Yesterday, the Federal Trade Commission announced a broad investigation of Facebook, saying they have “substantial concerns about the privacy practices of Facebook.” In a letter to Facebook Founder and CEO, Mark Zuckerberg, a group of state attorneys general demanded specific answers about how companies like Cambridge Analytica accessed the information of Facebook users without those users’ permission. The moves by the FTC and 37 state attorneys general are in addition to the three congressional committees that have already called Zuckerberg to testify next month about the user-data breach. RELATED: Facebook revokes data firm’s access for helping Trump campaign but didn’t mind when Obama did the same thing Facebook has also been sued by Cook County, Illinois, whose state attorney says Facebook violated Illinois’ fraud law. One Facebook user is suing them for violation of user privacy. A shareholder is suing because of the steep drop in stock price after the Cambridge Analytica data harvesting scandal was revealed.
Because of all the negative headlines, and Zuckerberg’s late effort to answer questions about the Cambridge Analytica mess, Facebook stock lost $75 billion in market value last week. Forbes reported that the personal net worth of Zuckerberg dropped by $5 billion.
This is not new
In 2012, the Obama campaign encouraged supporters to download an Obama 2012 Facebook app that, when activated, let the campaign collect Facebook data both on users and their friends.
According to a July 2012 MIT Technology Review article, when you installed the app, “it said it would grab information about my friends: their birth dates, locations, and ‘likes.’ ”
More than a million people downloaded the app, which, given an average friend-list size of 190, means that as many as 190 million had at least some of their Facebook data vacuumed up by the Obama campaign — without their knowledge or consent.
If anything, Facebook made it easy for Obama to do so. A former campaign director, Carol Davidsen, tweeted that “Facebook was surprised we were able to suck out the whole social graph, but they didn’t stop us once they realized that was what we were doing.”
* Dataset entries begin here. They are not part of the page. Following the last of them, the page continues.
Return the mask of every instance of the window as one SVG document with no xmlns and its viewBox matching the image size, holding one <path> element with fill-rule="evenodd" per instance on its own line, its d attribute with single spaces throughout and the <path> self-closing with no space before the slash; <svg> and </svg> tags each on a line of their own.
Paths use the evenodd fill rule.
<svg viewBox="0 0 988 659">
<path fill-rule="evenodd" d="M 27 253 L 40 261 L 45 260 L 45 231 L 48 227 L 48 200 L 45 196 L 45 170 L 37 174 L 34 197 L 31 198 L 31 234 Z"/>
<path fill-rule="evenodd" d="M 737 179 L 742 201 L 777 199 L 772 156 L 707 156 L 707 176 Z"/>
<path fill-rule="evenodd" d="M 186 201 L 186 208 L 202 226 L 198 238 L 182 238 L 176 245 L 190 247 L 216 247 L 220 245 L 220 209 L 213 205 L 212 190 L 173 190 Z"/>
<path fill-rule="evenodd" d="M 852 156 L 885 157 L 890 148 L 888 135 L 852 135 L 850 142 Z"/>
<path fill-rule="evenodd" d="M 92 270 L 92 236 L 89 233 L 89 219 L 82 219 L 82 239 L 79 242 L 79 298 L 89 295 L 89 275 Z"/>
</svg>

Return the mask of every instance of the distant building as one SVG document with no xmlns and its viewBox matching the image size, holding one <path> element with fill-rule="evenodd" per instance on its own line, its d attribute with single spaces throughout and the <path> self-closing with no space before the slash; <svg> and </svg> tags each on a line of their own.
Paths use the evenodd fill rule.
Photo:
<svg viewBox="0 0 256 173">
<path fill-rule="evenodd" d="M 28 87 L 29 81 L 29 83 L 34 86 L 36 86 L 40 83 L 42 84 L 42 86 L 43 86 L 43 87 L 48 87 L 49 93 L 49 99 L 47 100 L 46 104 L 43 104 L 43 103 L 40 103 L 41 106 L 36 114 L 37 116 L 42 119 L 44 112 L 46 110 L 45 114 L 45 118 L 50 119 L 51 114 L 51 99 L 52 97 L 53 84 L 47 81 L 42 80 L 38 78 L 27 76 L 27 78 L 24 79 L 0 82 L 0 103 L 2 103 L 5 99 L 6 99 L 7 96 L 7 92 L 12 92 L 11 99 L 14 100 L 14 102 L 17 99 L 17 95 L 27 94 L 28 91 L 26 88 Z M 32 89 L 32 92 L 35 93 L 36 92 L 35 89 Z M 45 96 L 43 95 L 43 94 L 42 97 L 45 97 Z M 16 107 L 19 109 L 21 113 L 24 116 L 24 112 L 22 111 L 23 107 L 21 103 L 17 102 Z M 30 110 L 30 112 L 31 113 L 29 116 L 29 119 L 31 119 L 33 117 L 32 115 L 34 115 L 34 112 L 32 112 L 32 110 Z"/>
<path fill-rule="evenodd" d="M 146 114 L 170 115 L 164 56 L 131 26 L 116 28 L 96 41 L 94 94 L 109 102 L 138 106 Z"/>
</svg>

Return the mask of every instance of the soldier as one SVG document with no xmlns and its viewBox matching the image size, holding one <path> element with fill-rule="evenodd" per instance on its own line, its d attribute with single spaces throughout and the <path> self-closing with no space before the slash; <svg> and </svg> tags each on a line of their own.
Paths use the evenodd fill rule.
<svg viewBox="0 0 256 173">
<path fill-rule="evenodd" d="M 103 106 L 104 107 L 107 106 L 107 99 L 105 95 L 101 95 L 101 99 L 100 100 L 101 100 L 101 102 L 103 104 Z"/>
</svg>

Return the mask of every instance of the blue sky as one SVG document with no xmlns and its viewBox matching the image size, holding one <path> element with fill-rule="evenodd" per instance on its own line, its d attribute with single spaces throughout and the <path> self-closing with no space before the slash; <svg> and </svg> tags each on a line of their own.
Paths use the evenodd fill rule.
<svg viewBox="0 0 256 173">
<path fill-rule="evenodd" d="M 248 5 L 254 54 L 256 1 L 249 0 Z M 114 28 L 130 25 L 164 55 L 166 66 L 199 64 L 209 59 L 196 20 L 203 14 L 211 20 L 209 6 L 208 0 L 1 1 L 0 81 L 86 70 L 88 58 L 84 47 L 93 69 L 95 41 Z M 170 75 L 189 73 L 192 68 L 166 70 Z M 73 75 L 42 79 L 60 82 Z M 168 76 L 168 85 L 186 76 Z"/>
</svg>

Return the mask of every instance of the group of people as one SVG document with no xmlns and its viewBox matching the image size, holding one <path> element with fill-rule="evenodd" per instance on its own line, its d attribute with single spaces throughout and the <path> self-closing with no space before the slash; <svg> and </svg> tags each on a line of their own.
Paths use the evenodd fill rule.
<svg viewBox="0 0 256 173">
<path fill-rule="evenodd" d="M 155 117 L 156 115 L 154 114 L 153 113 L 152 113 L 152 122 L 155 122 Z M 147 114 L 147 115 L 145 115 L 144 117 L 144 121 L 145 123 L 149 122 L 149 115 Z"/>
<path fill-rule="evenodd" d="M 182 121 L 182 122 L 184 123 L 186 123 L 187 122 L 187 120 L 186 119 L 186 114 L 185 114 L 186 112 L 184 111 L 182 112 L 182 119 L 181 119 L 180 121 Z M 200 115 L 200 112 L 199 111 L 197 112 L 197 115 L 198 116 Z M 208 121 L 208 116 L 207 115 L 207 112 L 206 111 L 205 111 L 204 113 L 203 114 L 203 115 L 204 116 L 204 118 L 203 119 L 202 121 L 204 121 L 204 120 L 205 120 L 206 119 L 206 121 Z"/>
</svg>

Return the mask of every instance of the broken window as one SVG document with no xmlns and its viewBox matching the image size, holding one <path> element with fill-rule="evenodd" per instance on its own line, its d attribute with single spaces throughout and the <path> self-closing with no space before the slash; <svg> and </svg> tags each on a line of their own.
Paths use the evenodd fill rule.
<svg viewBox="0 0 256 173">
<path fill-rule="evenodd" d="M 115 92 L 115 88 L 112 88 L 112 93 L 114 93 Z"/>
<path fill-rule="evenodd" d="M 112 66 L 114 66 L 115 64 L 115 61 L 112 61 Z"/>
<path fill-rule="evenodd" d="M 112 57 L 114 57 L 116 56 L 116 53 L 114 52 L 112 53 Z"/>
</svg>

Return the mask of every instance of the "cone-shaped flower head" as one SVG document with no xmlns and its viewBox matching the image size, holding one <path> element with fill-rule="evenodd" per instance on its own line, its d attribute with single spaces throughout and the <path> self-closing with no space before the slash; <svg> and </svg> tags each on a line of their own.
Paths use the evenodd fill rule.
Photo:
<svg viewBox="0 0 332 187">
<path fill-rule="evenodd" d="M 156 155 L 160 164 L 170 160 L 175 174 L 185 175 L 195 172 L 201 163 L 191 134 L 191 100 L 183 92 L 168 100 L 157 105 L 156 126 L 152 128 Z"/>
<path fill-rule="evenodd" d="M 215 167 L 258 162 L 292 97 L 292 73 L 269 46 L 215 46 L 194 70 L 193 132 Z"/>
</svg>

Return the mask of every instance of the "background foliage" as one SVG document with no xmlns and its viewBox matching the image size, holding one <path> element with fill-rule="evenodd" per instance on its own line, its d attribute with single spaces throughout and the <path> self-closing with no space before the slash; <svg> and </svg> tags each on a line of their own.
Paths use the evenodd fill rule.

The campaign could deliver carefully targeted campaign messages disguised as messages from friends to millions of Facebook users.
The campaign readily admitted that this subtle deception was key to their Facebook strategy.
“People don’t trust campaigns. They don’t even trust media organizations,” Teddy Goff, the Obama campaign’s digital director, said at the time. “Who do they trust? Their friends.”
The effort was called a “game-changer” in the 2012 election, and the Obama campaign boasted that it was “the most groundbreaking piece of technology developed for the campaign.”
The vast majority of people involved in these data-mining operations had no idea they were participating. And in the case of Obama, they had no way of knowing that the Obama campaign material cluttering their feed wasn’t really just political urgings from their friends.